Как же он не похож на тот маленький муляж илистого цвета, который я видела в большой диораме Британского музея. Однако форма была та же. Краски живых созданий меркнут с последним дыханием – живая упругая кожа и гибкие мышцы разлагаются в течение нескольких недель. Но кости порой сохраняются, словно эхо былой формы, и напоминают об ушедшем величии.

Закрытые клапанами ноздри внезапно раскрылись и послышалось странное свистящее дыхание. Мгновение – и существо ушло в темноту, оставив после себя только волнующуюся поверхность воды.

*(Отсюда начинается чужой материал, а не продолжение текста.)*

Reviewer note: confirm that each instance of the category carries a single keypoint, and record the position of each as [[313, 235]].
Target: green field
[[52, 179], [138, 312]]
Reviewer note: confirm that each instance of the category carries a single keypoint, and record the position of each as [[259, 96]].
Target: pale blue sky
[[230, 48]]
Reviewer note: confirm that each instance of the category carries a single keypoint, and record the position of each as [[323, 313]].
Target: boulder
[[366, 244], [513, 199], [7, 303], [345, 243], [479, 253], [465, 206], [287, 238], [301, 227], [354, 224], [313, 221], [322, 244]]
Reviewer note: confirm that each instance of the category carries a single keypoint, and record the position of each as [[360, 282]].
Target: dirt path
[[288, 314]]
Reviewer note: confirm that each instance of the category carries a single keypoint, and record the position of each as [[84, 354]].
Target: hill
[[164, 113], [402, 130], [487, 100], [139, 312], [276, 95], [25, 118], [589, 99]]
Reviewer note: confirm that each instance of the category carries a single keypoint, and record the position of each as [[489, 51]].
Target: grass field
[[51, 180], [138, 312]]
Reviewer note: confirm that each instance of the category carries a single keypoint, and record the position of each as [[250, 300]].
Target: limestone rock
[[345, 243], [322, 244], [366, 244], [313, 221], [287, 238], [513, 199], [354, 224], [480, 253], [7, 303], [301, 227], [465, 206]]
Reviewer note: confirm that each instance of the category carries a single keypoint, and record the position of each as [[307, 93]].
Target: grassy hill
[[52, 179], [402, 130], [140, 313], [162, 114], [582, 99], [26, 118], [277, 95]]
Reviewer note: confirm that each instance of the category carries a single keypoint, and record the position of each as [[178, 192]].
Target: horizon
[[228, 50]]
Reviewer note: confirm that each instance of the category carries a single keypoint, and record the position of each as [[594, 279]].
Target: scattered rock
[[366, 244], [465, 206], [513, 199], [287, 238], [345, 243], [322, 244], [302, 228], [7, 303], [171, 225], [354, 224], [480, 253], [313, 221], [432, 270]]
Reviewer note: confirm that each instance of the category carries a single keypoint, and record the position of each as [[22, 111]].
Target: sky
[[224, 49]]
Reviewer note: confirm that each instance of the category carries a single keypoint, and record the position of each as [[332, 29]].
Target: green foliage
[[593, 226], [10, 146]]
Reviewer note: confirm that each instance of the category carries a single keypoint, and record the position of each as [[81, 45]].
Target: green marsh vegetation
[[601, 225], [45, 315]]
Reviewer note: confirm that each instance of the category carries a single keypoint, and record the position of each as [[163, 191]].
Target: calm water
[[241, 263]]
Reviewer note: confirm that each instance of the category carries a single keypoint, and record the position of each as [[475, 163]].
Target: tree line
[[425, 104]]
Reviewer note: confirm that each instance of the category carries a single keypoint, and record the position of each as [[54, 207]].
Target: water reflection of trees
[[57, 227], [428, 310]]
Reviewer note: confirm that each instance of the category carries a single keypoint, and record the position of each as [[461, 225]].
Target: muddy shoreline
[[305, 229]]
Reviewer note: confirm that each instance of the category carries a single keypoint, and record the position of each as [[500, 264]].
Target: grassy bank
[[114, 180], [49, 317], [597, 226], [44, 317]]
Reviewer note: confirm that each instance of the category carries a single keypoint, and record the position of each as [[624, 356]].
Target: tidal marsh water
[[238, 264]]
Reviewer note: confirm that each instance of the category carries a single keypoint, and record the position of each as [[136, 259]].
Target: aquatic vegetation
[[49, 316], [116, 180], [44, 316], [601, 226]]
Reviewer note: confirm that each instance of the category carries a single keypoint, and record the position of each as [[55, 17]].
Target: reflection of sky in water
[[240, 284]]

При его появлении я встала на ноги. И, должно быть, бессознательно подошла к кромке воды, чтобы получше разглядеть это чудо, потому что обнаружила себя на каменной плите, частично уходящей в озеро; я стояла и смотрела, как постепенно опадающие волны сливаются с гладью озера.

Какие-то мгновения я просто глядела на бескрайние воды. Потом сказала: «Прощай!», обратившись к пустынной глади. Стряхнула с себя чары и повернулась к берегу.

Над спуском к воде стоял мужчина. Вначале я испугалась, но тотчас узнала в нем одного из наших погонщиков и вспомнила, что его имя Питер; ведро в руке объясняло его присутствие. Я хотела спросить его, видел ли он чудовище, но выражение его лица все сказало за него. Он побелел, бледностью перещеголяв маргаритки, что росли у него под ногами, капли пота стекали прямо на бороду, глаза выпучены, как у испуганной лошади, а руки так дрожали, что ведро прыгало, колотя его по бедру.

– Все в порядке, – сказала я, подходя к нему, – оно ушло.

Однако мои слова усилили его тревогу. Он выронил ведро, упал передо мной на колени и перекрестился.

– Смилуйтесь, леди, – заикаясь, еле выговорил он и, к моему величайшему смущению, повалился ничком к моим ногам и припал губами к подолу платья.

– Это просто нелепо, – сердито произнесла я. – Встаньте сейчас же!

Я легонько подтолкнула его носком своей туфли, но он весь трясся, распластавшись по земле.

– Да встаньте же! – повторила я. – Глупец, ведь это всего-навсего…

Тут я запнулась, обдумывая свои слова. Приводить латинское название явно не имело смысла.

– Это всего лишь небольшое чудовище, – решилась я наконец.

Взяла его за руку и помогла встать на ноги. Мне пришлось самой спуститься к берегу и наполнить ведро, потому что он ни за что не соглашался – и не без повода – подходить к кромке воды. Он пошел следом за мной к лагерю, соблюдая почтительную дистанцию, и поспешил удрать к своим мулам, то и дело опасливо оглядываясь на меня через плечо.

Казалось, он не расположен распространяться о произошедшем, и я подумала, что мне тоже не стоит ничего рассказывать. Если Дугал, Джейми и Нед были образованными людьми, то все остальные – простые горцы, не знающие чтения и письма, из отдаленных земель клана Маккензи. Они бесстрашные воины, но так же суеверны, как люди из африканских племен.

Итак, я тихо поужинала и отправилась спать, постоянно ощущая на себе подозрительный взгляд погонщика Питера.